The North American colonies of His Majesty George III of England have enjoyed a great measure of freedom for many years; but it has been an accidental freedom, as freedom mostly is in this world. The very remoteness and backwardness of these lands has preserved them from the firm hand of the State, whose arm cannot easily reach across the breadth of the Atlantick Ocean. The colonists have indeed grown accustomed to their light and easy yoke, and have been restive as the State's reach grew long and a heavier burden was made ready for them to bear; and a spirited protest has arisen from them against those who would break them to harness once again.

But that protest has now taken on a new character. In their Declaration of Independence, made public today, the people of North America have set aside the name of colonists, claiming instead that of Americans, and the standing of a free people fit to treat as equals with other peoples; and they have justified this claim in the most philosophical of terms, appealing to "the laws of Nature and of Nature's God" as the fountain head of liberty. Their demand thus shows itself founded not alone in the spirit of the youth, but in the man's firm conviction of truth and right founded upon principles as universal as those of Euclid and as certain.

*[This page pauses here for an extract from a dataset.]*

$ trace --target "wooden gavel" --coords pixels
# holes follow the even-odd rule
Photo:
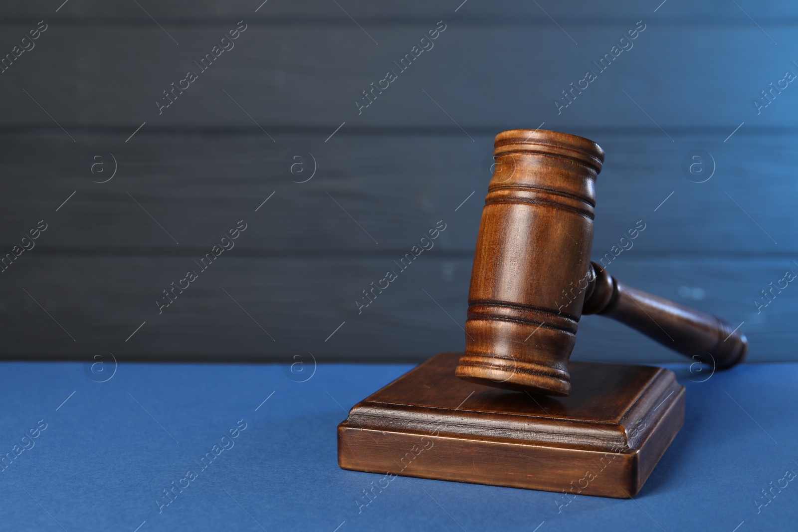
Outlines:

Whether this claim can be pressed against the might of England, remains to be proven. But what if it be secured? Why then the world will see a new order of society, founded not upon rank, but upon equality; not upon authority, but upon consent. lf such a thing can be, then the future will hold a kind of freedom not know in the past, and will bear witness to the greatest triumph yet of the Moderns over the Ancients.

In Israel, it is written, the people clamored to be "like all the nations" and had a king set over them. Now that cry has been reversed, by a people who aspire to the freedom that was then set aside, when, we are told, "there was no king in Israel; every man did what was right in his own eyes." Surely all friends of liberty must join in wishing that they shall attain that freedom and make America a new Promised Land.